Entschleunigen und genießen ist die Devise. Auch wenn einen die enorme Masse an Filmen zuweilen stressen kann, nimmt man nicht nur sich den Spaß, sondern auch den Filmen ihre Kraft. Zudem ändert sich der eigene Geschmack stetig, sei es mit dem Alter, aber auch mit der aktuellen Stimmung, sprich der eigenen Lebenssituation. Für mich bedeutet das, einfach mal abzuschalten, rauszukommen und mich voll und ganz auf einen Film einzulassen, anstatt ihn mit einem gewissen Abstand zu betrachten und zu analysieren.

Und wo geht das am besten, wenn nicht im Kino?

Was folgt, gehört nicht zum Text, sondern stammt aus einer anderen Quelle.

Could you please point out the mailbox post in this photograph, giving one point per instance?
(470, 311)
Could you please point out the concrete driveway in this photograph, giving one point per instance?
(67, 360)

Egal ob jemand laut mit seinem Popcorn raschelt, einem beim ersten Trailer das Trommelfell platzt, oder man bereits nach fünf Minuten auf Toilette muss, vermisst haben wir es doch trotzdem. In diesem Sinne wünsche ich euch allen viel Spaß im Kino. Genießt es, habt eine schöne Zeit und gönnt euch auch mal eine kurze Verschnaufpause.